DIAGRAMKOTA.COM — Sengketa lahan antara dua saudara di Kabupaten Nganjuk memasuki babak baru. Bariyah, warga Desa Gondangwetan, Kecamatan Jatikalen, resmi melaporkan kakaknya sendiri, Badiyem, ke Direktorat Reserse Kriminal Umum (Ditreskrimum) Polda Jawa Timur. Laporan itu terkait dugaan pemalsuan dokumen dalam penerbitan Sertifikat Hak Milik (SHM) atas sebidang tanah sawah.
Kuasa hukum Bariyah, Maharani Roya Ananta, S.H., menyampaikan bahwa kliennya merasa dirugikan karena tanah yang diaku sebagai milik pribadi secara tiba-tiba telah bersertifikat atas nama Badiyem.

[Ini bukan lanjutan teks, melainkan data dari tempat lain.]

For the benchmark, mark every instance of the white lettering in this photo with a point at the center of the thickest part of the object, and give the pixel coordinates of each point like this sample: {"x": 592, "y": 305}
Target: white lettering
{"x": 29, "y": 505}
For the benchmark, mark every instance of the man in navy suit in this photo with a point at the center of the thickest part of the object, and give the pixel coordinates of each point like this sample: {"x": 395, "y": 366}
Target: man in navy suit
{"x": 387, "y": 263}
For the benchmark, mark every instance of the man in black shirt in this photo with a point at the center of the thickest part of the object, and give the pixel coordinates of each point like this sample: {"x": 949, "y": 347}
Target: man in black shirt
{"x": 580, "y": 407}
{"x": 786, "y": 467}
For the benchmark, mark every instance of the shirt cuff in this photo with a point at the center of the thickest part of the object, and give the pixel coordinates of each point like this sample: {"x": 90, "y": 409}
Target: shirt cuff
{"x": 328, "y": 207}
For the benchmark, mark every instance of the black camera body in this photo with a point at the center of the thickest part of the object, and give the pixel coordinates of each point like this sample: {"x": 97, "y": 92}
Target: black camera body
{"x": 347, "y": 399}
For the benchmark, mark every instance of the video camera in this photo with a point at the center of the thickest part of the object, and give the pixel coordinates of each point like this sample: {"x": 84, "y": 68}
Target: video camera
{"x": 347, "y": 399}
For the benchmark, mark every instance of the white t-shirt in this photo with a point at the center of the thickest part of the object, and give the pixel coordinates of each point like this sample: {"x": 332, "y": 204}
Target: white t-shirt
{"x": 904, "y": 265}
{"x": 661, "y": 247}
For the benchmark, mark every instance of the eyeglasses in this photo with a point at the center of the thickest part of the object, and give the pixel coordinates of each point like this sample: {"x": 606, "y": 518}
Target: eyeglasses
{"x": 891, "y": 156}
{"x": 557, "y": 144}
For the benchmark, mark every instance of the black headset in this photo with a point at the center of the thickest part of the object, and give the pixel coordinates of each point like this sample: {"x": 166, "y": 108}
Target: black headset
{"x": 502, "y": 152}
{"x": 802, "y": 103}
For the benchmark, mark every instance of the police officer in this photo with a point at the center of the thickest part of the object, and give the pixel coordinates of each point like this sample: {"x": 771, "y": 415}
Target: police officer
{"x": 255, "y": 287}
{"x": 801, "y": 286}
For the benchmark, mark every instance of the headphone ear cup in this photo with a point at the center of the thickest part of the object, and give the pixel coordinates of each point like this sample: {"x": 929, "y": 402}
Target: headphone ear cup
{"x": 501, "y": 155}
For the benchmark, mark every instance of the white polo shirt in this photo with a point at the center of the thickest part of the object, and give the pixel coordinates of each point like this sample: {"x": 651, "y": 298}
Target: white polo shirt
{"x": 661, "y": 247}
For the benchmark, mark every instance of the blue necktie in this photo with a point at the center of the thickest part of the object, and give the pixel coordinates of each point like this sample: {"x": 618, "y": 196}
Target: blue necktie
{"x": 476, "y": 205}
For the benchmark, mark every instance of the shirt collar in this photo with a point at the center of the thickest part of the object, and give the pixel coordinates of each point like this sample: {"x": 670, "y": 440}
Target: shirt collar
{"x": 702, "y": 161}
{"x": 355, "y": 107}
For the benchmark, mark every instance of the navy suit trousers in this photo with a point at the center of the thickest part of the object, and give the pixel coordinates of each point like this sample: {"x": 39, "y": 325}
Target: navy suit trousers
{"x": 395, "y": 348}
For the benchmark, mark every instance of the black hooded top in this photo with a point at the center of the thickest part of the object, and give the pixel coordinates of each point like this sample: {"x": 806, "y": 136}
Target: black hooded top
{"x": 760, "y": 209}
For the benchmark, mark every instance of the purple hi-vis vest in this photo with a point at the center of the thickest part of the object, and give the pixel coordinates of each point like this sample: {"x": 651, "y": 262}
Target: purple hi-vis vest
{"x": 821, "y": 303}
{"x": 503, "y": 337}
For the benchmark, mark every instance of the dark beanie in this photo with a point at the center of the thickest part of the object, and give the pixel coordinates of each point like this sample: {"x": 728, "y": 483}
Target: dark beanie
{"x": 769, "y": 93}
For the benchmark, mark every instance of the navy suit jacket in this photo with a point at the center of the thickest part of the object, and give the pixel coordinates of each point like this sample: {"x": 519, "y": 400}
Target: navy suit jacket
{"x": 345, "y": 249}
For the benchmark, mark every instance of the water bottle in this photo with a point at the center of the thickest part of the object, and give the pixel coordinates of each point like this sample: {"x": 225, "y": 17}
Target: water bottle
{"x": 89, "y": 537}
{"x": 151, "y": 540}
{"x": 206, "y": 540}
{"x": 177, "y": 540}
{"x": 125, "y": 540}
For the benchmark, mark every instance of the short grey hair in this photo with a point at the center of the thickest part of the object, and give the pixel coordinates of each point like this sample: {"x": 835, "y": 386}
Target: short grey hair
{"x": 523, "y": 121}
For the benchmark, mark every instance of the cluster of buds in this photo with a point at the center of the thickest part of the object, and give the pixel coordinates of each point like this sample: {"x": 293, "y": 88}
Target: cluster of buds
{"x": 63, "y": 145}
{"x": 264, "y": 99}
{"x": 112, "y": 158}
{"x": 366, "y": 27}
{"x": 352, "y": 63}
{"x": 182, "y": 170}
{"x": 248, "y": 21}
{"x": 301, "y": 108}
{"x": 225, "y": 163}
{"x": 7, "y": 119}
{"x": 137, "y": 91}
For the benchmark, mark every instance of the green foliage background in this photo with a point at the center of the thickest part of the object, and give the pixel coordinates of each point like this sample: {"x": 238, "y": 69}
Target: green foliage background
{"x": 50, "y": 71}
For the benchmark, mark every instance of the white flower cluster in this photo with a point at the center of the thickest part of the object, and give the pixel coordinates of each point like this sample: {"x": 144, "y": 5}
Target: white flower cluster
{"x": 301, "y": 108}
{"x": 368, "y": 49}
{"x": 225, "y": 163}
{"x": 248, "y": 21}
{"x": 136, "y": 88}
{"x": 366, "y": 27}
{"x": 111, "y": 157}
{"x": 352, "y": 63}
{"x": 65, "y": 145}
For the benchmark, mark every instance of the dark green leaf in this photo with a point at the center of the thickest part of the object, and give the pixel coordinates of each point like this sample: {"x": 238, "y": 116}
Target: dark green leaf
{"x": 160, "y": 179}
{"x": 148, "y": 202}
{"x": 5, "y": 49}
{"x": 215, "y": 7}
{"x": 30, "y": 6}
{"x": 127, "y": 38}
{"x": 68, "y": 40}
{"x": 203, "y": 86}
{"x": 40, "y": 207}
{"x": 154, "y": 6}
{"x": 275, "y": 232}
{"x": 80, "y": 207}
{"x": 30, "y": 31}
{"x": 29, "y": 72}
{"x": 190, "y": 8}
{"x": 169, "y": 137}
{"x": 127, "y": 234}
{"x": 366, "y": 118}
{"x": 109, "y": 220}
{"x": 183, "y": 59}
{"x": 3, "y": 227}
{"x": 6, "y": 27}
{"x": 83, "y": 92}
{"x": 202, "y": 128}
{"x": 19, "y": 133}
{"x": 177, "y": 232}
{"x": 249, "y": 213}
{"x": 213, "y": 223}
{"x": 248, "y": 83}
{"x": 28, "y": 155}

Padahal, menurut Maharani, tidak pernah ada proses jual beli maupun peralihan hak tanah yang sah.
“Permohonan sertifikat ini diduga dilakukan dengan menggunakan dokumen palsu. Klien kami tidak pernah mengalihkan hak atas tanah tersebut kepada siapapun,” terang Maharani, Kamis (24/7).
Berdasarkan penelusuran tim kuasa hukum, dasar penerbitan SHM tersebut diduga menggunakan dokumen yang tidak sah. Oleh karena itu, laporan telah dilayangkan dengan dugaan pelanggaran Pasal 263 KUHP tentang pemalsuan surat, yang ancamannya mencapai enam tahun penjara.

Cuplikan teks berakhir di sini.